Defaults: period = 14.

Implementation Examples

Get started with RSI in just a few lines:

use vector_ta::indicators::rsi::{rsi, RsiInput, RsiParams};
use vector_ta::utilities::data_loader::{Candles, read_candles_from_csv};

// Using with a price slice
let prices = vec![100.0, 102.0, 101.0, 103.0, 104.5, 104.0];
let params = RsiParams { period: Some(14) }; // default is 14
let input = RsiInput::from_slice(&prices, params);
let result = rsi(&input)?;

// Using with Candles (defaults: period=14, source="close")
let candles: Candles = read_candles_from_csv("data/sample.csv")?;
let input = RsiInput::with_default_candles(&candles);
let result = rsi(&input)?;

// Access RSI values
for value in result.values {
    println!("RSI: {}", value);
}

API Reference

Input Methods
// From price slice
RsiInput::from_slice(&[f64], RsiParams) -> RsiInput

// From candles with custom source
RsiInput::from_candles(&Candles, &str, RsiParams) -> RsiInput

// From candles with default params (close, period=14)
RsiInput::with_default_candles(&Candles) -> RsiInput
Parameters Structure
pub struct RsiParams {
    pub period: Option<usize>, // Default: 14
}
Output Structure
pub struct RsiOutput {
    pub values: Vec<f64>, // RSI values (0..=100), warmup as NaN
}
Validation, Warmup & NaNs
  • period > 0 and period ≤ len(data); otherwise RsiError::InvalidPeriod.
  • If all inputs are NaN, returns RsiError::AllValuesNaN.
  • Must have at least period valid values after the first finite input; else RsiError::NotEnoughValidData.
  • Warmup: indices before first + period are NaN; the first non-NaN is at first + period.
  • If AvgGain + AvgLoss == 0 at any step, RSI is 50.0.
  • rsi_into_slice requires dst.len() == data.len(), otherwise RsiError::LengthMismatch.
  • Batch requires a batch kernel; otherwise RsiError::UnsupportedKernel.
Error Handling
use vector_ta::indicators::rsi::RsiError;

match rsi(&input) {
    Ok(output) => process(output.values),
    Err(RsiError::EmptyInputData) => println!("Input data is empty"),
    Err(RsiError::AllValuesNaN) => println!("All input values are NaN"),
    Err(RsiError::InvalidPeriod { period, data_len }) =>
        println!("Invalid period {} for length {}", period, data_len),
    Err(RsiError::NotEnoughValidData { needed, valid }) =>
        println!("Need {} valid points, only {}", needed, valid),
    Err(RsiError::LengthMismatch { dst, src }) =>
        println!("Destination len {} != source len {}", dst, src),
    Err(RsiError::UnsupportedKernel) => println!("Unsupported kernel for batch operation"),
}

Python Bindings

Basic Usage

Calculate RSI using NumPy arrays (default period=14):

import numpy as np
from vector_ta import rsi

prices = np.array([100.0, 102.0, 101.0, 103.0, 104.5])

# Default period (14)
values = rsi(prices, period=14)

# Select kernel ("auto", "scalar", "avx2", "avx512") if available on your platform
values = rsi(prices, period=14, kernel="auto")

print(values)
Streaming Real-time Updates
from vector_ta import RsiStream

stream = RsiStream(period=14)
for price in price_feed:
    rsi_value = stream.update(price)
    if rsi_value is not None:
        print("RSI:", rsi_value)
Batch Parameter Optimization

Test multiple period values efficiently:

import numpy as np
from vector_ta import rsi_batch

prices = np.array([...], dtype=float)

# Define (start, end, step)
period_range = (5, 30, 5)  # 5, 10, 15, 20, 25, 30

results = rsi_batch(prices, period_range, kernel="auto")
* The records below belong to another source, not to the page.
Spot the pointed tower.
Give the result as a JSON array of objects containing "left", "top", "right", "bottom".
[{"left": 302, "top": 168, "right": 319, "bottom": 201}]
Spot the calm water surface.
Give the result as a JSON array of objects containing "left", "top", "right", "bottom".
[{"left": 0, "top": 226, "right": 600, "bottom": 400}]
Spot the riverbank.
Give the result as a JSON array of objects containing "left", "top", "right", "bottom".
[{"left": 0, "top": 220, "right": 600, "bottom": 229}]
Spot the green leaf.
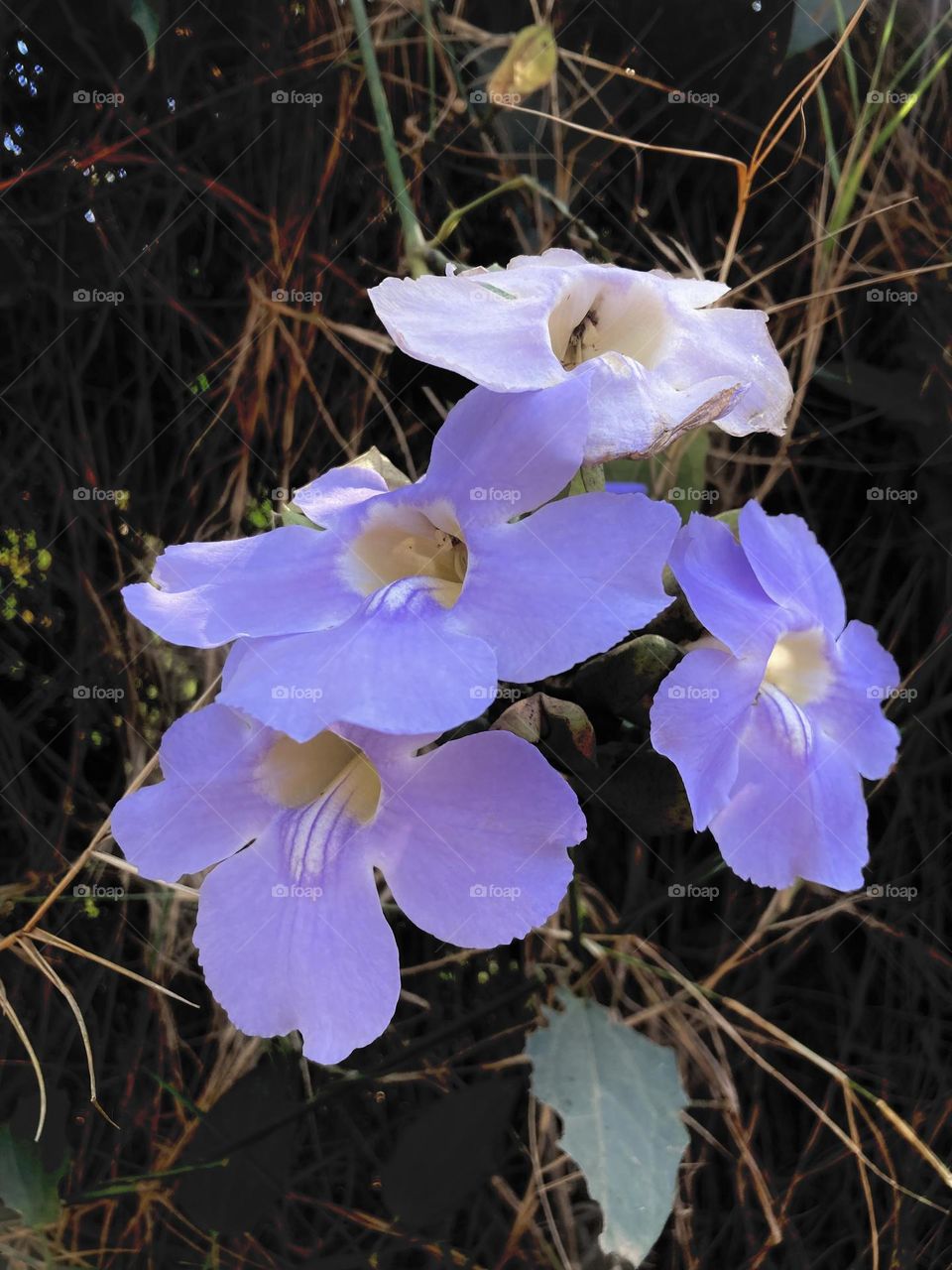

print(results["values"].shape)  # (num_periods, len(prices))
print(results["periods"])       # array of tested periods
CUDA Acceleration

CUDA helpers are available when the Python package is built with CUDA support. Inputs must be float32; outputs are device arrays (DLPack / __cuda_array_interface__ compatible).

import numpy as np
from vector_ta import rsi_cuda_batch_dev, rsi_cuda_many_series_one_param_dev

# One series (float32)
data_f32 = np.asarray(load_data(), dtype=np.float32)

dev = rsi_cuda_batch_dev(
    data_f32=data_f32,
    period_range=(5, 30, 5),
    device_id=0,
)

# Many series (time-major)
data_tm_f32 = np.asarray(load_data_time_major_matrix(), dtype=np.float32)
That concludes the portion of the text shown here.